Bookhive Afield

I've been thinking a lot about travelling and books lately, as I get ready to depart for five days in Oregon. My focus will certainly be on my sister's wedding and quality time with friends and family, but I can't travel without something good to read, and the flight from Detroit to Portland is long enough to plow through an average sized novel.

A friend is heading to Vietnam, and we were recently chatting about what he should read on the flight; I suggested The Quiet American by Graham Greene, a short spy novel that takes place in Vietnam, which funnily enough, I read last time I traveled to Oregon. It made me realize how I never read books that are appropriate for my destination--I don't know if this is a good thing or a bad thing, but I started reflecting on my most recent trips and the books that I associate with those memories. When you examine the titles as a group, it almost seems like I'm deliberately choosing books that geographically oppose my destinations.

Austin, Texas -- A Passage to India by E.M. Forster (Cowboy boots, tacos, Lone Star beers, and British colonialism)

Portland, Oregon -- The Quiet American by Graham Greene and The Wapshot Chronicles by John Cheever (What better way to see the West Coast than to read a definitive East Coast novel?)

Vienna, Austria -- Brazil by John Updike (Yes, really. This makes no sense, but in my defense I was there studying art and did plenty of reading on the Secession and Rubens, so I needed a book that was a total escape)

Cozumel, Mexico -- several P.G. Wodehouse novels (nothing like a hike through some Mayan Ruins followed by a farce of the British aristocracy. These makes good poolside books though...)

West Palm Beach, Florida -- White Teeth by Zadie Smith (hanging out with wealthy retirees while reading about working class NW London immigrants)

Las Vegas, Nevada -- The Secret History by Donna Tartt (the tenuous argument could be made that this book and the Las Vegas architecture share a lot of references to Classicism)

New York -- Collected Fictions by Jorge Luis Borges (Nothing says magical realism like NYC in March

Mexico City, Mexico -- East of Eden by John Steinbeck (Um...the desert?)

Various Michigan road trips -- The Blind Assassin by Margaret Atwood, Slouching Towards Bethlehem by Joan Didion, Little Century by Anna Keesey (Toronto sci-fi murder mystery, California counter-culture essays, Oregon-based farming epic)

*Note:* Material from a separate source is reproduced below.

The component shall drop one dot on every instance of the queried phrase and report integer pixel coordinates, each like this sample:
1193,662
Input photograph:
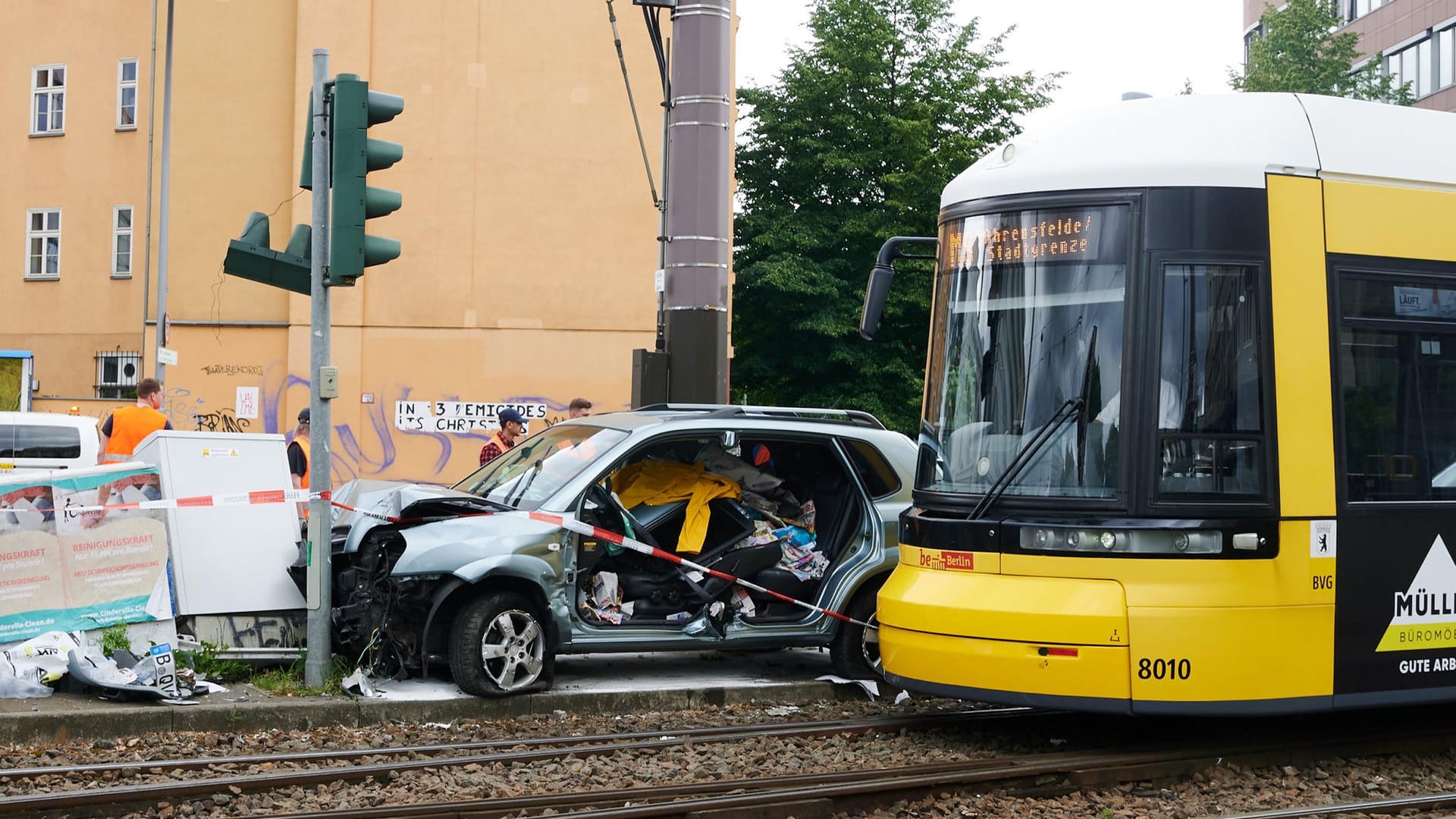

Would these trips be enhanced at all by my choosing more appropriate literature? I read The Electric Kool-Aid Acid Test by Tom Wolfe and Big Sur by Jack Kerouac on a trip to San Francisco when I was younger, but I hated both of those books, so I guess it set me on a course of reading utterly random books when I travel. But the funny thing is that it's always about more than just killing time on an airplane for me-- the places where I read these books are so strongly associated with my impressions and memories of the texts. When I think about Brazil, I picture a Viennese cafe, and I can taste the Turkish coffee (which tastes bad, btw). When I think about The Secret History, I remember the view of the Vegas strip from my hotel window at night. There is nothing more to these associations than those forged in my own mind, and so naturally they help mold my impressions of the books, for better or worse.

Which brings me back to my upcoming trip to Oregon and the books I've picked to accompany me: A Visit From the Goon Squad by Jennifer Egan and The Woman Upstairs by Claire Messud, two books with no affiliation to Oregon or marriage. I'm really looking forward to both of them, and I'm curious how my travel experiences will inform my readership, but I'm not going to suddenly become so self-aware about it that it ruins the books for me.

What do you like to read when you travel? What should I be reading on a trip to an Oregon wedding?